Once you get past the rather irksome security check point a wonderful treat awaits you at the Fales Library and Special Collections gallery. On display until April 29th is a wonderful realization of a window installation commissioned by NYU's Grey Gallery in 1983, then censored before its completion. At the time, Tim Dlugos was a young poet on-the-rise in the Manhattan poetry scene and Philip Monaghan was a trained painter serving as artistic director for fashion haus, Fiorucci. Beginning with Dlugos' crowd fave, "Gilligan's Island," a personal poem which mashed-up imagery from the namesake T.V. show, the Kennedy assassination, Alfred Hitchcock's The Birds and Dlucos own memories of angsty queer teen longing, Monaghan was to create a space that embodied and expanded Dlugos work in painting. As it turned out, the Grey deemed Dlugos' two-line mention of masturbation entirely too much for 1980s public consumption, and shuttered the whole idea, until now.

Entering the gallery through the narrow corridor, you're met with a rather unfortunate homage to the text. A wall-sized shiny plasticine reprint of the poem bubbles and crinkles on its matching grey wall. With light grey type on a dark grey backing, there's too little tonal distinction between the back and foreground. Impossible to read, the gesture is further troubled by an ipod shuffle deck mounted on the wall, where Dlugos (I presume) reads the piece aloud. I, for one, cannot read a text while someone else is talking at me. Perhaps a better choice would have been to privilege the audio, a more precious fragment from our recent past than some badly reproduced wallscreen.

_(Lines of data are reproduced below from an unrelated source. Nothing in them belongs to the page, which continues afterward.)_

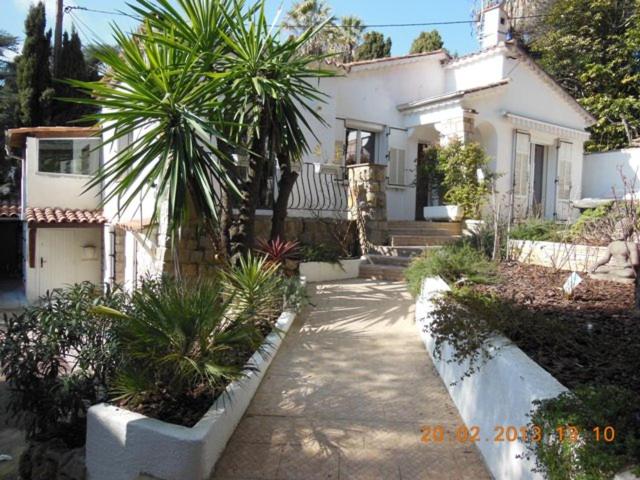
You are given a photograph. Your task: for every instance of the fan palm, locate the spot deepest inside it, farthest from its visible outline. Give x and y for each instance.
(348, 36)
(155, 89)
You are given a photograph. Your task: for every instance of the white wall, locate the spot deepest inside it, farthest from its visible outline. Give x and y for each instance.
(60, 261)
(55, 189)
(602, 173)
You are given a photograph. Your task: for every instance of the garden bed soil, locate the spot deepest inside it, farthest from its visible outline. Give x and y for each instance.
(591, 338)
(188, 409)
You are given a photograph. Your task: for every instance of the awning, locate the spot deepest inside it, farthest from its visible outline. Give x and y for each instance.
(63, 216)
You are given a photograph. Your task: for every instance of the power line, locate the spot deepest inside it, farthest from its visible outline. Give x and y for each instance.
(70, 8)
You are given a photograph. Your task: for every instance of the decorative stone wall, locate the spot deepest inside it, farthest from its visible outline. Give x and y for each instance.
(119, 253)
(367, 191)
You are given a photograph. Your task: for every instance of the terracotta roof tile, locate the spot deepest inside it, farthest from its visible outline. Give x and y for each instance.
(63, 215)
(9, 210)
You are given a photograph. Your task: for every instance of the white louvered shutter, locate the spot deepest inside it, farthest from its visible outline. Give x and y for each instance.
(563, 196)
(521, 172)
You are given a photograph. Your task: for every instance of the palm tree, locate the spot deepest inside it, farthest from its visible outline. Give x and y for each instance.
(307, 14)
(272, 88)
(348, 36)
(155, 88)
(200, 80)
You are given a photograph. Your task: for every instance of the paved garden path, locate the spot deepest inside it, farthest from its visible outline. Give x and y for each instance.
(346, 396)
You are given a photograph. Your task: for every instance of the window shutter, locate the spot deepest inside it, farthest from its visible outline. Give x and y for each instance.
(563, 187)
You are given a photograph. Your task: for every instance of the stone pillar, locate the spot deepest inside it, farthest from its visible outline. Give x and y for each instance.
(367, 189)
(460, 127)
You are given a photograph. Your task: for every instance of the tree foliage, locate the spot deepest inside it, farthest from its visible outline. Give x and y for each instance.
(374, 46)
(72, 66)
(34, 70)
(459, 163)
(9, 170)
(591, 48)
(427, 42)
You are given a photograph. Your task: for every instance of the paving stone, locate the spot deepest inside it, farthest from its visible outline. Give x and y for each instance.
(346, 396)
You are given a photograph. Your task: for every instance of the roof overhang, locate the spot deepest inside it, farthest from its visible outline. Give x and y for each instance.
(548, 127)
(449, 98)
(387, 62)
(17, 137)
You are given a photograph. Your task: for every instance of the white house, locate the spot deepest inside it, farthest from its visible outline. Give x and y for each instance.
(57, 224)
(385, 111)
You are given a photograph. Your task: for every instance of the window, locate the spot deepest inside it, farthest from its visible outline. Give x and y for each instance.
(77, 157)
(361, 147)
(564, 170)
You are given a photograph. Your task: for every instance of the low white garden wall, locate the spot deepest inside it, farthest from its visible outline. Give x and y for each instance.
(328, 272)
(121, 444)
(561, 256)
(499, 394)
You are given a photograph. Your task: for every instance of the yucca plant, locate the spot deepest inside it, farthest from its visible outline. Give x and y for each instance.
(255, 286)
(179, 338)
(279, 251)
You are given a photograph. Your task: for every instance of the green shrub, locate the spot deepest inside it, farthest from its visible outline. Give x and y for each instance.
(537, 229)
(320, 253)
(589, 458)
(458, 163)
(58, 359)
(452, 263)
(467, 319)
(255, 286)
(178, 338)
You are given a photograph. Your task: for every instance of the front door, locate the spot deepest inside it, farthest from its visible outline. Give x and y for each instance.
(62, 259)
(427, 180)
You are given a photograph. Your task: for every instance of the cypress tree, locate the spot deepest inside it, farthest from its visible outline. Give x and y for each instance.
(34, 70)
(374, 46)
(72, 66)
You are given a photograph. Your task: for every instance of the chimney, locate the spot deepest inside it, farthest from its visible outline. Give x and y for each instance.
(495, 25)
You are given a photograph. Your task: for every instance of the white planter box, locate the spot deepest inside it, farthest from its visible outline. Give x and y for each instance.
(328, 272)
(121, 444)
(500, 394)
(561, 256)
(451, 213)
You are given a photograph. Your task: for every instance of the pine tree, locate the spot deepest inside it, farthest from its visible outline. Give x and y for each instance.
(72, 66)
(33, 70)
(427, 42)
(374, 46)
(9, 171)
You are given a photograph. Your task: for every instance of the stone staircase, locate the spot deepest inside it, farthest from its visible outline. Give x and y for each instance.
(408, 239)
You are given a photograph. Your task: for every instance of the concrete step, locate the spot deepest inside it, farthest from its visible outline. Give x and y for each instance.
(400, 261)
(453, 227)
(422, 240)
(392, 273)
(407, 250)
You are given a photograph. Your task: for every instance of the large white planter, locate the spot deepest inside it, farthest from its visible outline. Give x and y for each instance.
(451, 213)
(499, 394)
(121, 444)
(561, 256)
(328, 272)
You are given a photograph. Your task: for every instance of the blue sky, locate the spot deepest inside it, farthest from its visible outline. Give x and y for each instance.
(457, 38)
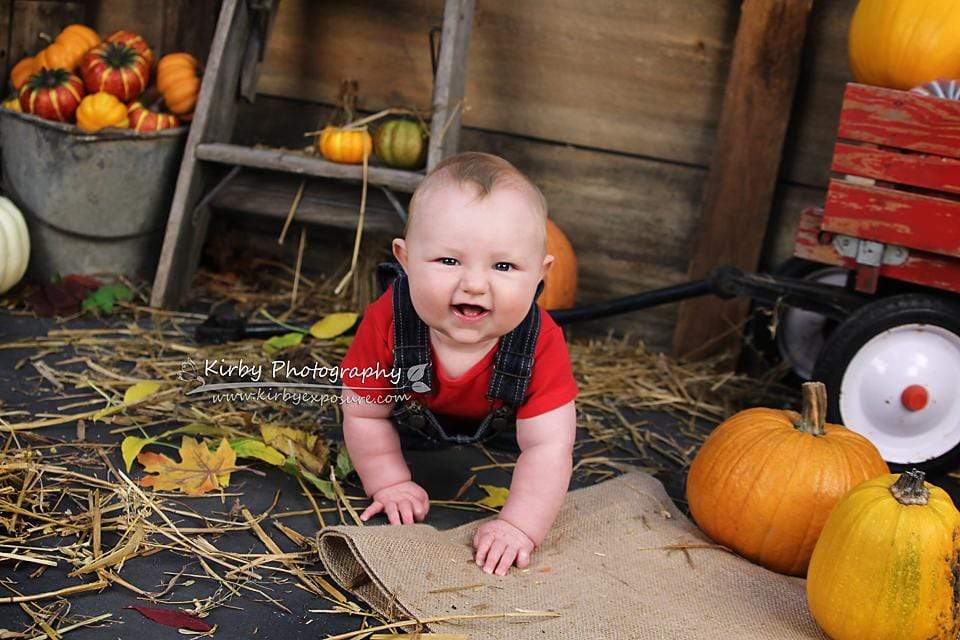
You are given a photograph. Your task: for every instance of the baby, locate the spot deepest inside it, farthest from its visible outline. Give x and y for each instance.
(473, 255)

Passing the peculiar larger-than-life photograph of a goofy Dlucos in suit and tie, you enter the gallery and suddenly everything comes into focus. Over 54 uniform panels (18" x 24") Monaghan covers all of the wild imagery that Dlugos wearves through his poem. Images where Jackie O mounts The Professor. Ginger - or is that Tippi - looks on, in total fright. The Gilligan's Island logo is trained in the same site as that limousine. Time has afforded an additional process to convey the assemblage nature of this narrative. Beneath the surface of Monaghan's vibrant and youthful painting strokes are inkjet prints of images mostly ripped from the T.V. show, swathed in the candy hued-paints that create this gay teen psyche.

The paintings are installed uniformly, positioned somewhere between comic book panels and salon-sytle hanging. Their excitable imagery thankfully shies from direct representation, more striving to evoke the ethos of Dlugos wonderful poem. I'm not so familiar with the particulars of Gilligan's Island, but Dlugos mines key sequences, presenting them as gospel, as if their momentous importance is etched into an entire pop subconscious. "From the water comes a thick and eerie tropical silence," near the end of the poem. "The famous conversation is about to start." There's a flippant self-reflexivity to the language that situates us in the space, but just as quickly careens us out to the loveseat, to the red velvet of the theater. Elsewhere, "Rod Taylor and Tippi Hedren are totally concerned. They realize that something terrible is happening. Each has been savagely attacked by a wild songbird within the last twenty-four hours. Outside their window thousands of birds have gathered in anticipation of the famous school-yard scene."

Devoid of medial mimesis in the 1960s, these queer role models and erotic icons were stolen, adopted, projections. Tippi, Jackie and Ginger are Dlugos, are Oedipal mothers. And The Professor is the dream lover. Is our dream lover. The trauma begotten by the assassination, stirring in the allegorical heart of The Birds, is a ripe one for any a teen faggot, wetting his hand and rubbing one out in daydreams of the boy two rows back in government class. It's like Michael Moon, writing about gay children from earlier generations who took delight in the gendered excesses of Maria Montez and Jayne Mansfield, only in Dlucos swirling cosmology, these figures that inspire a shared breathlessness ebb a bizarre 1960s-brand of pop normalcy. Each figure seems, to me, stoicly banal. Instead, their wildness is in these juxtapositions. Monaghan's works are the hyroglyphs for this rag-tag manner of collective dreaming. And the paintings depict the beautiful and uncanny shock at the realization of a shared gay experience. That the fantasy of one isolated faggot in Dallas, TX is gripping another thousands of miles away. "I realized that I had always had the same feelings," Monaghan writes in the sensational complimentary catalogue that accompanies the show. His paintings are raw, exciting, loving. I'm not sure I'd find them enchanting individually, outside this setting, but as an installation, Monaghan's work is dazzlingly successful. It's a glimpse into a creative space drunk on the erotics and kindred devotions of this shared subconscious fantasy. This firey island where teens of the particular moment that the poem recalls - 1964 - had to read through popular fictions, inserting themselves in the cracks of these sources.